I checked my phone again, it was nearly time. I
quickly pulled on my coat and belted it, as I tried to decide what to do, my
mind racing with conflicting thoughts. Running out on him like this, in the
middle of the night, after he’d just told me that he loved me, was the coward’s
way out. I knew it, but I really wasn’t ready for a confrontation. I stopped
and bent over the kitchen island, gripping the edges with my fingers, as my
inner turmoil raged. I blew out a deep breath and frowned as I spotted a card
with my name on it, propped against a small vase with a beautiful calla lily
in, my favourite flower. That wasn’t what caught my attention. What did was the
small square black velvet box. My mouth went dry as I looked at it. No way.
No
way
! He’d bought me a damn ring? Less than twenty-four hours ago we were
just friends, now it was hot bottoms, handcuffs and obedience in the special
room, love and a bloody engagement ring? I ran to the front door, slid my shoes
on, and quickly unlocked it. I stepped out and pulled it to, as quietly as I
could and prayed for David to hurry up, as I felt tears starting to trickle
down my face.

 

It was nearly six a.m. when I closed the door in
my apartment and leaned back on it. I felt like hell. David must have thought I
was a crazy woman, as I’d sobbed all the way back. He’d been a gentleman and
had handed me tissue after tissue, never saying a word, or looking at me in the
rear view mirror.
What was I doing?
Lucas was everything I’d ever wanted
and I was running away? I needed to talk to someone, I needed advice before I
completely fucked this up, if I hadn’t already. He’d told me no more chances,
if he woke to find I was gone … I shook my head and dialled Mandy. I’d never
rung her in the middle of night, she’d always said she’d be there for me if I
needed her and right now I needed her.

‘Summer?’ she mumbled in a sleepy haze.

‘God I’m so sorry to wake you up, but I’m … I’m …’
I felt tears stinging my eyes again. How could I cry anymore?

‘What’s wrong?’

‘It’s Lucas, he’s … he’s …
Mandy
,’ I sobbed
as I slid down the door and thudded onto the hard oak floor.

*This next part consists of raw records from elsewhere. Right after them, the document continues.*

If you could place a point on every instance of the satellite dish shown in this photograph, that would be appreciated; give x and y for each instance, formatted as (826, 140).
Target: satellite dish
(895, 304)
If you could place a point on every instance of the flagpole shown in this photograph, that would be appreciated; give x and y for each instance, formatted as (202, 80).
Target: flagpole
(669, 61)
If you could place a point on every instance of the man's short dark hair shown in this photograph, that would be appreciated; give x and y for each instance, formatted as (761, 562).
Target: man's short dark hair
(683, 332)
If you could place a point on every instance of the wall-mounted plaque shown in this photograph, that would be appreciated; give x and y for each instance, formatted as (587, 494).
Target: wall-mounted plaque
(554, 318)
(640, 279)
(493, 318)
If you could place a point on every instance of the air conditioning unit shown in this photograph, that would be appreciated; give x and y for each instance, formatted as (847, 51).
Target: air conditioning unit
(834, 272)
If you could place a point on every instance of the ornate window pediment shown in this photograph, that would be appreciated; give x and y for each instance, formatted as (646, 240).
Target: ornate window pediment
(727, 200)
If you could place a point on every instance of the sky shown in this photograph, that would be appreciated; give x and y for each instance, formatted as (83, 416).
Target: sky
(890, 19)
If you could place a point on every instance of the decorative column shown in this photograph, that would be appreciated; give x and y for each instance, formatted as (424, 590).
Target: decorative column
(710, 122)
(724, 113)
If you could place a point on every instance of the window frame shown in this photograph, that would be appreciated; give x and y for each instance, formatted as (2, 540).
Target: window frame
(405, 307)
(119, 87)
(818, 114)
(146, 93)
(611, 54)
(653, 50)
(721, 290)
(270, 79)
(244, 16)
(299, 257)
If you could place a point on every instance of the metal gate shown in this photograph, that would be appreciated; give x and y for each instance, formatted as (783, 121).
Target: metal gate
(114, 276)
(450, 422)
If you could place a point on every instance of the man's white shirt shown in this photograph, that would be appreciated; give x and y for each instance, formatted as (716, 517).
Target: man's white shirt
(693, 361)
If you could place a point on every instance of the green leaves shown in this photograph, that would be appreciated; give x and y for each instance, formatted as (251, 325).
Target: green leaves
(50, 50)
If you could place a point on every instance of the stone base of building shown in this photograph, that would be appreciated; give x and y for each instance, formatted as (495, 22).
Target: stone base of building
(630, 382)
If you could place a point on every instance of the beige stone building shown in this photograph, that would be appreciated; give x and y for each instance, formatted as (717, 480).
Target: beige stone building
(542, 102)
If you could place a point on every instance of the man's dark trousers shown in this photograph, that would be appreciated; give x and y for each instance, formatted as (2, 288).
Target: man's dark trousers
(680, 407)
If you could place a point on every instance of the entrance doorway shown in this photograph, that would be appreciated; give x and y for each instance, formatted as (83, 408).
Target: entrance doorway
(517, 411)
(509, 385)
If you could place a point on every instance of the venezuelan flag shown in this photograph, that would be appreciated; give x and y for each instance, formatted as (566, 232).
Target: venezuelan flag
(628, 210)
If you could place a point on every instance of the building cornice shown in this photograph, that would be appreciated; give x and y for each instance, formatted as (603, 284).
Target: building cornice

‘O my God, has he hurt you?’ she uttered, suddenly
sounding wide awake.

‘No. He told me … he told me that he
loves
me.’

‘Well duh! Hardly news of the bloody century.
Everyone who’s ever met him knows he’s in love with you.’

‘They do?’ I sniffed, as I wiped my face on my
coat sleeve.

‘Again I repeat “duh.” Summer, why are you so
upset?’

‘I panicked, I ran out and came home while he was
asleep.’ I sighed, feeling ashamed at myself.

‘O, Summer. You can be so stupid sometimes. This
is amazing news, he’s an amazing guy. Any other girl would be jumping up and
down with joy to have a guy like Lucas even look at them, let alone profess his
love.’

‘I know, but I’m not any other girl, am I?’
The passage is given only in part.